Erstaunlich finde ich, dass der Teich auch bei strengem Frost nicht zufriert. 
Tiefe und Volumen sind da deutlich maßgebend.

Sehr schöne Anlage.

Gruß Klaus


----------



## Gunnar (11. Aug. 2010)

*AW: Ein Traum ist wahr geworden!*

Sonnige Grüße nach Östereich!

Ich bin noch nicht sehr lange im diesem Forum und habe heute zum ersten mal eure Bilder gesehen! HUT AB ! Ich bin voll begeistert. Es macht einfach nur Spaß die tollen Fotos anzuschauen.
Gerade den Mut und die Kraft zu haben so viel Erde zu bewegen, kann ich nachvollziehen. Einfach eine Spitzen Leistung!
Aber es hat sich ja auf jeden Fall gelohnt! Ich wünsche euch weiterhin viel Spaß mit dem Schwimmteich und hoffe auf baldige gute Bilder.

Gruß Gunnar


----------



## Galina (12. Aug. 2010)

*Fotos vom August!*

Liebe Teichfreunde!
Vielen Dank nochmals an Alle, denen der Teich gefälllt. Eure Antworten freuen uns sehr! 
Anbei gibt es Fotos vom 12.08.2010 (Früh-Mittag-Nachmittag). Wir möchten euch auch noch eine kleine japanische Ecke mit einem Tszukubai vorstelllen. 
Unser Wasser hat momentan 24 Grad, ist klar mit Bodensicht (3m Tiefe) und den paar Fischen (__ Moderlieschen, __ Elritze, Stichling) scheint es gut bei uns zu gefallen. Sie haben auch Nachwuchs bekommen.
Liebe Grüße,
Markus & Galina


----------



## teichibald (12. Aug. 2010)

*AW: Ein Traum ist wahr geworden!*

Wahnsinn! Das ist mit abstand der schönste Garten den ich je gesehen hab! schließe mich den Vorrednern an "Ein Traum!".

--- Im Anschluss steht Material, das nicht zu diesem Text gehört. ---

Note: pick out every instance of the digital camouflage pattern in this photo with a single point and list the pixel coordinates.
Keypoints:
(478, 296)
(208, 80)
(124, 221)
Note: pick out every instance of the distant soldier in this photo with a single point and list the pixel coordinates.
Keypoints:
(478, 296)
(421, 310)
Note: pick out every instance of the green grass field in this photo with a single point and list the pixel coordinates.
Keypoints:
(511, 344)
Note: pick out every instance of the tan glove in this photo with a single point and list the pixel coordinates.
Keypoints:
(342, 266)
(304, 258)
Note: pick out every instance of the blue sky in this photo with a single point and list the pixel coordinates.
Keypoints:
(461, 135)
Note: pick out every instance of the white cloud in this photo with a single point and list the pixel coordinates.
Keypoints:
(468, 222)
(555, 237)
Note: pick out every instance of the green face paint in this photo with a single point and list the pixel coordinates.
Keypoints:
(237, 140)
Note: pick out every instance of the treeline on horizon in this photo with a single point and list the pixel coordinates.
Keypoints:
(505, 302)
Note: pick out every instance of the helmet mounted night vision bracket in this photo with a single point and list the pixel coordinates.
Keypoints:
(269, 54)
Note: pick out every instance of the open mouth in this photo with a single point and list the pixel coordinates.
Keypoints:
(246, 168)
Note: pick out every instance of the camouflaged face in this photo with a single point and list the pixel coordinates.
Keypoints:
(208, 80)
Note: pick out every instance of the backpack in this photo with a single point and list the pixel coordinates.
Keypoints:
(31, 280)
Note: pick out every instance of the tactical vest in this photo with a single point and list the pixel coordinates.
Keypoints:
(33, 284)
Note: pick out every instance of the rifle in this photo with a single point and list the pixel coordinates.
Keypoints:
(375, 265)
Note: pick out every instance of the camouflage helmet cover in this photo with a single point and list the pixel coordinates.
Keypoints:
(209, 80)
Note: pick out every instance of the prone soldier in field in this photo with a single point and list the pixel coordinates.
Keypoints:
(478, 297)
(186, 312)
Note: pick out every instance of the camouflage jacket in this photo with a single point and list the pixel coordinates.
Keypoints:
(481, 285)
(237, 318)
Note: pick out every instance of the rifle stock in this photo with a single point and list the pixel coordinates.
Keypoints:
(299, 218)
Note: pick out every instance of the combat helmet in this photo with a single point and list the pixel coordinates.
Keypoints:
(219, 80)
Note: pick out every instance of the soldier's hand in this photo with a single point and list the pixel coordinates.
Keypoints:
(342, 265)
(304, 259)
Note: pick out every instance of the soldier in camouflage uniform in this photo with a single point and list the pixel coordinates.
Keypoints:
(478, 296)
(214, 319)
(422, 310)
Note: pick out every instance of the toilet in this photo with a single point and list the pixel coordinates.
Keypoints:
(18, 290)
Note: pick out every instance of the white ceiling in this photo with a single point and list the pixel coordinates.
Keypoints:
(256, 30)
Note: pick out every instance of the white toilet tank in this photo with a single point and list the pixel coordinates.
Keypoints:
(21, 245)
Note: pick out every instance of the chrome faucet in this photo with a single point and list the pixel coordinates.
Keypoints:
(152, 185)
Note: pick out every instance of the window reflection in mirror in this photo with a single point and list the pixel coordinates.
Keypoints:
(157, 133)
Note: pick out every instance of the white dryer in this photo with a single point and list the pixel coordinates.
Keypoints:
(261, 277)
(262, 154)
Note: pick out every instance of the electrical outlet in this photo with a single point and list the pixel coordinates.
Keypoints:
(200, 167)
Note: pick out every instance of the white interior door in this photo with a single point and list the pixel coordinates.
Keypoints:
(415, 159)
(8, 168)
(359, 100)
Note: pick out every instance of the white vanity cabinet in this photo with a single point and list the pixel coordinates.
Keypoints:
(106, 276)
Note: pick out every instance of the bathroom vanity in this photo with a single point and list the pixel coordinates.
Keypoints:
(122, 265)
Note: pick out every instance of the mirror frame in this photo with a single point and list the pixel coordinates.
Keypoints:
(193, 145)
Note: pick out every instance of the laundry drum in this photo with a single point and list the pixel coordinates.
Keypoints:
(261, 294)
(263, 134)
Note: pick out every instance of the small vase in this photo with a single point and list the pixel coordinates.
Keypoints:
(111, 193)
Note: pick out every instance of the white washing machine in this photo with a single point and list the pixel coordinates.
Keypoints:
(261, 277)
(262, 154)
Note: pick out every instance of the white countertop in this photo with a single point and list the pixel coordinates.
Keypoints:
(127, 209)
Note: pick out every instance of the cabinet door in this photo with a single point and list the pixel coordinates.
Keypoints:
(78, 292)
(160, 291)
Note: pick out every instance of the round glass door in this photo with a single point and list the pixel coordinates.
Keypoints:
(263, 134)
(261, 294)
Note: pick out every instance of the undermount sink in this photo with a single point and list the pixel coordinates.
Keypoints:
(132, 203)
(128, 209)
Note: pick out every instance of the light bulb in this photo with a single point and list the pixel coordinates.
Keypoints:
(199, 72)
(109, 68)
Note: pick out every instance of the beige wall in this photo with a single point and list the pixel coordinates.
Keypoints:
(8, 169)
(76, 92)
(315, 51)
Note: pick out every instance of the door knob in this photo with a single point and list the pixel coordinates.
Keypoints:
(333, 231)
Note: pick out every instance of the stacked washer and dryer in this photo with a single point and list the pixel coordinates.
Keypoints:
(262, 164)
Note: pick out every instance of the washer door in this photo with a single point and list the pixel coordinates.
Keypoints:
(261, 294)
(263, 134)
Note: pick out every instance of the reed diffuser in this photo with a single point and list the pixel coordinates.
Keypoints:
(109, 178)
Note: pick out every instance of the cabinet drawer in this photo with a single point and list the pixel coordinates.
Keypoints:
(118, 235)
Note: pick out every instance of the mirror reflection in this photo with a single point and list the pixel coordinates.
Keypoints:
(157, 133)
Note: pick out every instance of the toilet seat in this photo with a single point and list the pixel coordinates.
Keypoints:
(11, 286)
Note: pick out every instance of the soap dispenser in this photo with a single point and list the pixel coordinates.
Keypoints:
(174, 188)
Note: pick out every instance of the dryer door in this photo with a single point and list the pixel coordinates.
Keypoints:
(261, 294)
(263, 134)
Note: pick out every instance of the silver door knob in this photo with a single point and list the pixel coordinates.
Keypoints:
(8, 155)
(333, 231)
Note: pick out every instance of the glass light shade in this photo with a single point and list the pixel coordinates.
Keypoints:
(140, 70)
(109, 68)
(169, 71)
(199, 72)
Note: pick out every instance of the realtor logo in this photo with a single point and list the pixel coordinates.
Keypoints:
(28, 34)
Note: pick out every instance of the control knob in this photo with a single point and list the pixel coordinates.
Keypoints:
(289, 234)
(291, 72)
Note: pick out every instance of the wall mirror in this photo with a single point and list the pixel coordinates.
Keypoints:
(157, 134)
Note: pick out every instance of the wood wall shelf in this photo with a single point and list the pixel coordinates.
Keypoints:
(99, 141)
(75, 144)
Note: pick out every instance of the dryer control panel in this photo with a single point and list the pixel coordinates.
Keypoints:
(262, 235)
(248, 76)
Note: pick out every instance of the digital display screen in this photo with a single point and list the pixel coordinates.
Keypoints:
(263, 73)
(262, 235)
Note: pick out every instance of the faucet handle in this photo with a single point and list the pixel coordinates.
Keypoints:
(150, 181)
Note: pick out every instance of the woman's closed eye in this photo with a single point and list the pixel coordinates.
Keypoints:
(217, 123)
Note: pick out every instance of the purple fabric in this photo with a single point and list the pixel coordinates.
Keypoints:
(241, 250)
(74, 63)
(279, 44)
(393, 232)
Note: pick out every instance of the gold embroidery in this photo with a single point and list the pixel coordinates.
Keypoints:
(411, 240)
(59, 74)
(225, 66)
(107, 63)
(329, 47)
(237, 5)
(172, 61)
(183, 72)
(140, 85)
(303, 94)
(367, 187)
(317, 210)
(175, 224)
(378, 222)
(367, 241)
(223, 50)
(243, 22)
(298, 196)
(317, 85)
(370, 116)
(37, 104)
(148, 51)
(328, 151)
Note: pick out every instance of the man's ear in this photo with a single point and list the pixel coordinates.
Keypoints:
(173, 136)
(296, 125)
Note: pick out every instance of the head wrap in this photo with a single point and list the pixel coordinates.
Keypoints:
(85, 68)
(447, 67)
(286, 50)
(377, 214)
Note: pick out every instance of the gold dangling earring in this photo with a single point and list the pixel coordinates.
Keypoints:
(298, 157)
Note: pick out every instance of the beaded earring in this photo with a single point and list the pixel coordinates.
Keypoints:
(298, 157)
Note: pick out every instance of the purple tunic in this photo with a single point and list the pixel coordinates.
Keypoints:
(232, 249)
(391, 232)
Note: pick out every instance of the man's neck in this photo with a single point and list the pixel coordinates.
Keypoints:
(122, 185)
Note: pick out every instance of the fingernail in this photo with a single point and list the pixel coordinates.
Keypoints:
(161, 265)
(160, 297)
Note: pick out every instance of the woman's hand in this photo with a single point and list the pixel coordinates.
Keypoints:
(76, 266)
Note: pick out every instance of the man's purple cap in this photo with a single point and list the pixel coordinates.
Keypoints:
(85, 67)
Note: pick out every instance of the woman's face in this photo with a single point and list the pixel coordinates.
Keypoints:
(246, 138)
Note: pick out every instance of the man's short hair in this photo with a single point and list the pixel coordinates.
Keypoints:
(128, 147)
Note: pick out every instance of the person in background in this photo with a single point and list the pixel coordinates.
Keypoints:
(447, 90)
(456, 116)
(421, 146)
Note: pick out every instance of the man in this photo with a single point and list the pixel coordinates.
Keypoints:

Kann man bei euch urlaub machen ? 

schöne Grüße

teichibald


----------



## Galina (20. Aug. 2010)

*Nur  fliegen ist schöner!*

Hallo Teichfreunde!
Neue Fotos von:
Sprung von unserer Terrasse (3,5m Höhe) in den Teich , Nachtaufnahmen und 2 Tagfotos.
Die Fotos hat mein Freund Martin gemacht!  
Lg,
Markus & Galina


----------



## Goldi2009 (20. Aug. 2010)

*AW: Ein Traum ist wahr geworden!*

Einfach nur genial!


----------



## Galina (27. Sep. 2010)

*Fotos vom September!*

Hallo liebe Teichfreunde!
Anbei die Fotos!
lg,
Markus & Galina


----------



## danyvet (28. Sep. 2010)

*AW: Ein Traum ist wahr geworden!*

Wow, das ist ja jetzt schon richtig schön eingewachsen!  Und endlich mal ein "Naturpool", wo es in der Schwimmzone auch Unterwasserpflanzen gibt.


----------



## FuerstvonBabylon (8. Okt. 2010)

*AW: Ein Traum ist wahr geworden!*

Hammer-Teich. Hut ab und Gratulation! Wunderschön. Und was mir persönlich besonders gefällt: keine Kois ...


----------



## Galina (21. Feb. 2011)

*Fotos vom Winter 2010/2011!*

Hallo!
Hier sind einige Winterimpressionen von unserem Teich!
Dezember 2010:
   
Jänner 2011:
    
   
Februar 2011:
    
   

Eine gute Teichsaison 2011 wünschen euch,
Markus & Galina


----------



## Waldmeister (22. Feb. 2011)

*AW: Ein Traum ist wahr geworden!*

HIIIII!
Super Projeckt!!! Super Ausdauer!!!
Hier noch ne Frage die keiner stellte  
Was hat mehr Abeit und Geld gekostet? Haus oder Badelandschaft?
Ich tippe auf Zweiteres. 

Wirklich, meinen tiefst empfundenen RESPECKT!!!

Gruß Waldmeister


----------



## Galina (23. Feb. 2011)

*AW: Ein Traum ist wahr geworden!*

Unser Garten (nahm) nimmt mehr *Zeit und Arbeit* in Anpruch als unser Haus. 
Ein Haus kostet natürlich mehr als ein Teich. Ist auch in unserem Fall so. Wäre auch ein bisschen verrückt, wenn es anders wäre.

lg, Markus


----------



## H-R (24. Feb. 2011)

*AW: Ein Traum ist wahr geworden!*

Ein wirklich super Schwimmteich, da kann ich mich den vorigen Kommentaren nur anschließen.
Ich bin eigentlich nur sprachlos.
Ich hatte mich Mitte 2009 hier im Forum angemeldet, als ich meinen Schwimmteich angefangen habe zu bauen, bin aber erst jetzt wieder hierher zurück gekommen. Wenn ich das so richtig mitbekommen habe, habt ihr auch 2009 euer Projekt fertiggestellt. Ich wollte eigentlich meinen Schwimmteich hier im Forum auch mal vorstellen, aber wenn ich dann so etwas sehe, muss ich mir das noch mal überlegen;-) Ist glaube ich der kleinste Schwimmteich den es gibt.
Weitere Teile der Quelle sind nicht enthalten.